As with plant names, hardiness zones are also, for a lack of a better term, “all over the map.” Web sites that provide plant growing tips are also equally, if not more, unreliable. For example, the Missouri Botanical Garden lists Alpinia Zerumbet (Shell Ginger) as a Zone 8 plant, but I have yet to see it in Portland area (Zone 8b) nurseries or landscapes. In fact, I have only ever seen it sold here as a house plant, sometimes mislabelled as Curcuma Zedoaria. So who is right? Should I plant them in my yard and see what happens? Wouldn’t it be nice if there was a way to quickly see where others in my area have done similar experiments? What is the shell ginger’s true hardiness zone and how can we show it?
I have seen beautiful cordylines and yuccas grown as far north as Seattle on the West Coast. Yes, I know Seattle’s Puget Sound is a relatively warm microclimate (9a), as is most of the western coastline. Parts of inner Portland have also been touted as flirting with 9a plants.

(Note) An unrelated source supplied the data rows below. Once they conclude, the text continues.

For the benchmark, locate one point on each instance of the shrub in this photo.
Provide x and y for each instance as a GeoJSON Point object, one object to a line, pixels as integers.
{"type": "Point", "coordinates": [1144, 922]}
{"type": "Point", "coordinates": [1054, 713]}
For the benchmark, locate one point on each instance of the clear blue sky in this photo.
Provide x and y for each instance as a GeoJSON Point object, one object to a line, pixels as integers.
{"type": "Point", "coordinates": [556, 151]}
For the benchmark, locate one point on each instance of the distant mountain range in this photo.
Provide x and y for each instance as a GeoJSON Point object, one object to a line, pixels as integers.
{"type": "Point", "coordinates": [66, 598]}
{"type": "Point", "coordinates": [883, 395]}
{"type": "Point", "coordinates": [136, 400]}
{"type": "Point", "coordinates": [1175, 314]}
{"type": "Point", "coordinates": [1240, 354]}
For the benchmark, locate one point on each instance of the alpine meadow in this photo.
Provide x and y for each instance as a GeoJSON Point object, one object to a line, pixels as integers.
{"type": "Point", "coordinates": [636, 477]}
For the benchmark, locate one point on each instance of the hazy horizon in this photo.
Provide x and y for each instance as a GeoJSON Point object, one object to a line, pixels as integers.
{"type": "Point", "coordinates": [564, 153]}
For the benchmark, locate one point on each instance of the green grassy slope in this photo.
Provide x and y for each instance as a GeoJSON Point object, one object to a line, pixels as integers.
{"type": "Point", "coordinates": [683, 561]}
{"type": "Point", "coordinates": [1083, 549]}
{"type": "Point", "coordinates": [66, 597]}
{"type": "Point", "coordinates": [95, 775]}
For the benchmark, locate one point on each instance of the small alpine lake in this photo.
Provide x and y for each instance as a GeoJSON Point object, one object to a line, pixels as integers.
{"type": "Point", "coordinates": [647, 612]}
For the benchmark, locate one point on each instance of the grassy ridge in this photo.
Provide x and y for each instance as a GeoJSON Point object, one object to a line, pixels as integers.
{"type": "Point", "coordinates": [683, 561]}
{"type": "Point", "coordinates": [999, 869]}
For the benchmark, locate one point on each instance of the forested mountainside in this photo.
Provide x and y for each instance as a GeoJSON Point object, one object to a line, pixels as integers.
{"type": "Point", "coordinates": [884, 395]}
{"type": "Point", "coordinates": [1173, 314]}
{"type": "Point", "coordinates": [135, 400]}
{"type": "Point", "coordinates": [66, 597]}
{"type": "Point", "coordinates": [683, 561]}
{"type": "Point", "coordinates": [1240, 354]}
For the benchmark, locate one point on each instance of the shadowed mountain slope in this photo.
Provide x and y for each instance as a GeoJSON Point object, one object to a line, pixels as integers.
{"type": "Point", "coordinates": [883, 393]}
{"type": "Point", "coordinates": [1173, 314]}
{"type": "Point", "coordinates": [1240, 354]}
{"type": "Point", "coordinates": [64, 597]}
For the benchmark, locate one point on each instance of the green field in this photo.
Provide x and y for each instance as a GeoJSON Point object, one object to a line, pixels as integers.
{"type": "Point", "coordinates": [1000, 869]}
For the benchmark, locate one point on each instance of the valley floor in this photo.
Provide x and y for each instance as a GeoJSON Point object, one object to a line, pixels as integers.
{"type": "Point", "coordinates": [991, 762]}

The USDA hardiness zone map is a good enough indicator for the average gardener, but for those who are interested in pushing the envelope further, to gain a true understanding of a plant’s ability to thrive, we need better and more precise tools. We need to show evidence of successful cultivation or the lack thereof, and improve the reliability of these zone maps. A more accurate system has the potential to change the way plants are sold and cultivated in the industry. Scientists can also benefit from an improved system, where they can better track plant distributions and habitats. From the everyday gardener to the plant fanatic, we can all benefit from an authoritative and collaborative plant classification system that is evidence based, backed up by hard data. Improved visualization techniques coupled with an expert knowledge base, these ideas and their benefits are not too far off.